4人でキイラの方へ一斉に視線を向けてみると、
「はい、文句はないっす...。」
「ではこれより、この5人で活動させてもらう。改めてみんなよろしく頼む。まずはアジトを作ろう。」ラメアがそう言い放つと、他の4人は自然と気が引き締まった。
――これから命を賭けた超計画が幕を開けようとしているのだから。
「そういえば、東区の一部にカラオケがありましたよね?そこってラメアさん壊したりしましたか?」キイラはラメアのことを破壊神とでも思っているのだろうか?まあ、これからやることは破壊行為に近いので変わりないが。

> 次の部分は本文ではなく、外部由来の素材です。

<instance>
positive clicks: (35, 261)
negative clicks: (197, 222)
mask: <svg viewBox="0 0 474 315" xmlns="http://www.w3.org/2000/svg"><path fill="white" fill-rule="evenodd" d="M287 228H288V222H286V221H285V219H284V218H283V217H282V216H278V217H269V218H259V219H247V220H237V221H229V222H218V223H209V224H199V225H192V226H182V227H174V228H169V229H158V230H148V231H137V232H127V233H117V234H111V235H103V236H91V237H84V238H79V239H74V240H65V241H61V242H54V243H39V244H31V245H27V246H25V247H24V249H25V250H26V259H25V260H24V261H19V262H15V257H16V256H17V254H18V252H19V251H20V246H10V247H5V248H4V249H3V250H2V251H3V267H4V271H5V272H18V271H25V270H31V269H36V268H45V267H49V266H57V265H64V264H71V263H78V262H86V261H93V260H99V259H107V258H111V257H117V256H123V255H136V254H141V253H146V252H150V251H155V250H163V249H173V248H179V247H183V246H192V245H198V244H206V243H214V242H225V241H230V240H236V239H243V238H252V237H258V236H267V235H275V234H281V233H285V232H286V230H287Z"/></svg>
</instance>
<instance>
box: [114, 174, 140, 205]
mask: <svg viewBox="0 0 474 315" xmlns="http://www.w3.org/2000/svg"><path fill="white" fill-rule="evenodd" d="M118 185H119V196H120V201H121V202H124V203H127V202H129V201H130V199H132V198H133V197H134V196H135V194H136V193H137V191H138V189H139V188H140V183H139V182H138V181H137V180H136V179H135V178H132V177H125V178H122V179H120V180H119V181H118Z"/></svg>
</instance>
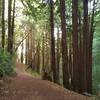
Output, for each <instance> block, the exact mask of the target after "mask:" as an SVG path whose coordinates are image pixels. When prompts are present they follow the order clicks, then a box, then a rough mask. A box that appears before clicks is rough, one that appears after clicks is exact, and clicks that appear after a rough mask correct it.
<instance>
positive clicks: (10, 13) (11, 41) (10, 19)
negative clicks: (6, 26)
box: [7, 0, 13, 53]
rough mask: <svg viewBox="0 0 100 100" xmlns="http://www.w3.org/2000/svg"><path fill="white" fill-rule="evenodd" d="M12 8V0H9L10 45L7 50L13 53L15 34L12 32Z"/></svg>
mask: <svg viewBox="0 0 100 100" xmlns="http://www.w3.org/2000/svg"><path fill="white" fill-rule="evenodd" d="M11 10H12V0H9V1H8V47H7V50H8V52H10V53H12V51H13V43H12V42H13V36H12V33H11V29H12V23H11V22H12V20H11Z"/></svg>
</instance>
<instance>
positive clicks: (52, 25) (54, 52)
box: [50, 0, 58, 83]
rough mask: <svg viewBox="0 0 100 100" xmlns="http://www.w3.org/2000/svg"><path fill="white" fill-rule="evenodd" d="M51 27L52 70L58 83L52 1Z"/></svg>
mask: <svg viewBox="0 0 100 100" xmlns="http://www.w3.org/2000/svg"><path fill="white" fill-rule="evenodd" d="M50 24H51V25H50V26H51V68H52V72H53V80H54V82H55V83H57V81H58V79H57V68H56V62H55V38H54V2H53V0H50Z"/></svg>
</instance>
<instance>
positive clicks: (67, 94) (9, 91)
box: [0, 63, 91, 100]
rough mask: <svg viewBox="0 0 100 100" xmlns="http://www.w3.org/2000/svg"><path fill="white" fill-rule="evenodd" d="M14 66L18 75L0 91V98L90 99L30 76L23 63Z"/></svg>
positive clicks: (22, 99) (88, 99)
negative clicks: (5, 87)
mask: <svg viewBox="0 0 100 100" xmlns="http://www.w3.org/2000/svg"><path fill="white" fill-rule="evenodd" d="M16 66H17V73H18V75H17V77H16V78H14V79H13V80H12V82H10V83H8V86H7V87H6V88H5V90H3V91H2V92H0V100H91V99H90V98H89V97H87V96H84V95H80V94H77V93H75V92H72V91H69V90H67V89H64V88H62V87H60V86H58V85H56V84H54V83H52V82H49V81H44V80H40V79H35V78H33V77H31V75H29V74H28V73H26V72H25V67H26V66H25V65H24V64H21V63H17V64H16Z"/></svg>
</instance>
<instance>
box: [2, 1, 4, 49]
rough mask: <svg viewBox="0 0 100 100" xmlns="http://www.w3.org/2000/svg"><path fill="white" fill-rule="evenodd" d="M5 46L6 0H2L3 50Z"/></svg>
mask: <svg viewBox="0 0 100 100" xmlns="http://www.w3.org/2000/svg"><path fill="white" fill-rule="evenodd" d="M4 46H5V0H2V48H4Z"/></svg>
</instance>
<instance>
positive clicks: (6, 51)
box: [0, 48, 16, 77]
mask: <svg viewBox="0 0 100 100" xmlns="http://www.w3.org/2000/svg"><path fill="white" fill-rule="evenodd" d="M14 66H15V56H14V54H13V55H11V54H9V53H8V52H7V51H5V50H3V49H2V48H0V76H1V77H4V76H14V75H16V73H15V71H14Z"/></svg>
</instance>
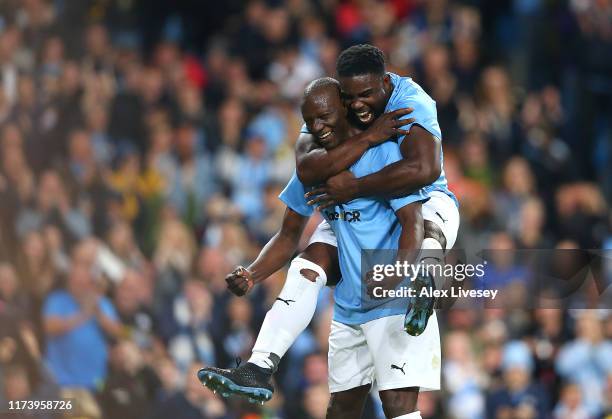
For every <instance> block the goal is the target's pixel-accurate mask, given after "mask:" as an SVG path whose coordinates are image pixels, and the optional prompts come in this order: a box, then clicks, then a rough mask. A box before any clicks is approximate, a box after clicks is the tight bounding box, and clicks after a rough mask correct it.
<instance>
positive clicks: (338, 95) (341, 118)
mask: <svg viewBox="0 0 612 419" xmlns="http://www.w3.org/2000/svg"><path fill="white" fill-rule="evenodd" d="M302 117H303V118H304V122H305V123H306V127H308V131H310V133H311V134H312V135H314V137H315V138H316V141H317V143H319V144H320V145H321V146H322V147H324V148H325V149H327V150H329V149H332V148H334V147H336V146H338V145H339V144H340V143H341V142H342V141H344V139H345V138H346V133H347V129H348V123H347V120H346V109H345V108H344V106H342V101H341V100H340V94H339V92H338V90H337V89H336V88H335V87H331V86H328V87H321V88H318V89H316V90H313V91H312V92H310V93H309V94H308V95H307V96H305V97H304V100H303V102H302Z"/></svg>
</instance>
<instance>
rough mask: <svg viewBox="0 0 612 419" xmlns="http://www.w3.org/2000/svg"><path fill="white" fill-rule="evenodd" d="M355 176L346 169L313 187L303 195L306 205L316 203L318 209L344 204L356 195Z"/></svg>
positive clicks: (356, 189) (355, 180)
mask: <svg viewBox="0 0 612 419" xmlns="http://www.w3.org/2000/svg"><path fill="white" fill-rule="evenodd" d="M357 192H358V186H357V178H356V177H355V176H354V175H353V174H352V173H351V172H349V171H348V170H345V171H343V172H340V173H338V174H337V175H335V176H332V177H330V178H329V179H327V182H325V185H324V186H320V187H317V188H314V189H313V190H312V191H310V192H308V193H306V194H305V195H304V197H305V198H306V199H307V200H308V205H317V207H318V208H319V209H324V208H327V207H333V206H335V205H338V204H344V203H345V202H348V201H351V200H353V199H355V198H356V197H357Z"/></svg>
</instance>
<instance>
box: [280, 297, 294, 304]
mask: <svg viewBox="0 0 612 419" xmlns="http://www.w3.org/2000/svg"><path fill="white" fill-rule="evenodd" d="M276 299H277V300H278V301H282V302H283V303H285V304H287V305H289V303H295V300H283V299H282V298H280V297H276Z"/></svg>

「いや待ってくれ、よりによってなんでカラオケなんだ?普通だったらマンションとか、その辺のオフィスを改修すれば――」ラメアの言っていることに間違いはなかったが
「おー、カラオケねー、いいセンスしてると思うよーーー!テンション上がってきたなー。」
「ケラオケ?なんだそれ、ちと行ってみて~かもしらんわ」
「確かに個室もあってプライバシーも保たれているわね。」
4:1により、ラメアの敗北が決定した。どうやら、ラメアのアジトはカラオケルームになりそうだ。